Reputation: 115
I have a string:
"mary g: hello dr ydeen how can i help you dany: hi is there a place within the physician portal to see how many vacation and sick hours i currently have thank you so much for your time mary g: yes you can view that in your secure hr page under benefits summary first youll have to enter the last four of your ssn on the right hand side youll be directed to your secure hr page and on the left hand side there will be a list of links select benefits summary mary g: you can also view it on each pay stub biweekly dany: i thought it might be on the paystub i can never seem to find it there : checking out benefits summary now dany: great i see vacation and sick time here to confirm this is how much i have currently accrued mary g: youll have to select the quotprintviewquot option on the paycheck and the accruals are listed under your earnings mary g: great yes thats correct mary g: its your accruals as of the last pay period mary g: so currently its accurate up until dany: perfect thank you so much and noted regarding printview dany: thanks so much for your help mary g: my pleasure anything else i can help you with dany: thats all thanks again mary g: have a great day"

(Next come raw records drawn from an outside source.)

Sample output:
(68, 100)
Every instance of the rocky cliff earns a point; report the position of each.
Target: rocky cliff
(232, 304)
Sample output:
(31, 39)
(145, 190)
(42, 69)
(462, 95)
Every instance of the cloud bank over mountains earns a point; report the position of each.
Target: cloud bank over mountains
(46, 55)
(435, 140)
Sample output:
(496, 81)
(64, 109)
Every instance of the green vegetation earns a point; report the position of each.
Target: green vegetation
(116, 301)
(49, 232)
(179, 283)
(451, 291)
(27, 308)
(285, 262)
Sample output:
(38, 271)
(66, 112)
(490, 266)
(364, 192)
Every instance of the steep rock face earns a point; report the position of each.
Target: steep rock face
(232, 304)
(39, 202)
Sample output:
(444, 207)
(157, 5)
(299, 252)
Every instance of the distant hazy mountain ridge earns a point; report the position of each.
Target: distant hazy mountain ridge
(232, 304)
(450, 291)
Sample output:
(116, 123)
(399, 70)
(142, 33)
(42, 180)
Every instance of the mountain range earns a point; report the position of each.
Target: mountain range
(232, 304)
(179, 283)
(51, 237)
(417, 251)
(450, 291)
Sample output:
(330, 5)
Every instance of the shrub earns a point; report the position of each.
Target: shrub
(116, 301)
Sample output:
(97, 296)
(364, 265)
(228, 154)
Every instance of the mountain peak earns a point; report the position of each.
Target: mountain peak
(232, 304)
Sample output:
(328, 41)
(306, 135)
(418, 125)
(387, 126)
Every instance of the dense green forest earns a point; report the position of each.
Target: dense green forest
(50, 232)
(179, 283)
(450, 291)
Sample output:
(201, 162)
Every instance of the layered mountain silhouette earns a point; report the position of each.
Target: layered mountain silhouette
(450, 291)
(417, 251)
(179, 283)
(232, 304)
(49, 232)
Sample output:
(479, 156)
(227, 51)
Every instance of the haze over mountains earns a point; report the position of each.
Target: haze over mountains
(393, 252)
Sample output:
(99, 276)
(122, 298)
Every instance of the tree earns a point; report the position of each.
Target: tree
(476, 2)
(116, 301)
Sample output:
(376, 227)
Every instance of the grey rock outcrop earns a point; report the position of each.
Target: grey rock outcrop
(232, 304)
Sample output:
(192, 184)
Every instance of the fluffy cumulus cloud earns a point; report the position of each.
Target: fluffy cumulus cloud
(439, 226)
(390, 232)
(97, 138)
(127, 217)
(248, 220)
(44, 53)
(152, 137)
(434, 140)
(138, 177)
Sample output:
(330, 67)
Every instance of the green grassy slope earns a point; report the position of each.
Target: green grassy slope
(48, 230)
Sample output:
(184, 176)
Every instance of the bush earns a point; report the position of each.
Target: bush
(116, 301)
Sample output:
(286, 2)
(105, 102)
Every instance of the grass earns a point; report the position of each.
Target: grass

I want to extract all chat written by mary g, I tried below regex but its only giving first line string
text_agnt=gsub(".*^[[:alpha:]][^:]+:\\s*|\\s[A-Za-z]{3,10}:.*$","",text)
Output: "hello dr ydeen how can i help you "
Expected output: all text written by mary g
Upvotes: 2
Views: 66
Reputation: 163427
In the example data, there are more than 2 whitespace chars before the name and the colon. In that case you can use a positive lookahead assertion to check what follows is either 2 whitespace chars followed by a :
with at least a single [A-Za-z]
before it, or the end of the string.
\bmary\s+g:\s*(.*?)(?=\s{2}[^:]*[A-Za-z]:|$)
library(stringr)
txt <- "mary g: hello dr ydeen how can i help you dany: hi is there a place within the physician portal to see how many vacation and sick hours i currently have thank you so much for your time mary g: yes you can view that in your secure hr page under benefits summary first youll have to enter the last four of your ssn on the right hand side youll be directed to your secure hr page and on the left hand side there will be a list of links select benefits summary mary g: you can also view it on each pay stub biweekly dany: i thought it might be on the paystub i can never seem to find it there : checking out benefits summary now dany: great i see vacation and sick time here to confirm this is how much i have currently accrued mary g: youll have to select the quotprintviewquot option on the paycheck and the accruals are listed under your earnings mary g: great yes thats correct mary g: its your accruals as of the last pay period mary g: so currently its accurate up until dany: perfect thank you so much and noted regarding printview dany: thanks so much for your help mary g: my pleasure anything else i can help you with dany: thats all thanks again mary g: have a great day"
pattern <- "\\bmary\\s+g:\\s*(.*?)(?=\\s{2}[^:]*[A-Za-z]:|$)"
str_match_all(txt, pattern)[[1]][,2]
Output
[1] "hello dr ydeen how can i help you"
[2] "yes you can view that in your secure hr page under benefits summary first youll have to enter the last four of your ssn on the right hand side youll be directed to your secure hr page and on the left hand side there will be a list of links select benefits summary"
[3] "you can also view it on each pay stub biweekly"
[4] "youll have to select the quotprintviewquot option on the paycheck and the accruals are listed under your earnings"
[5] "great yes thats correct"
[6] "its your accruals as of the last pay period"
[7] "so currently its accurate up until"
[8] "my pleasure anything else i can help you with"
[9] "have a great day"
Upvotes: 3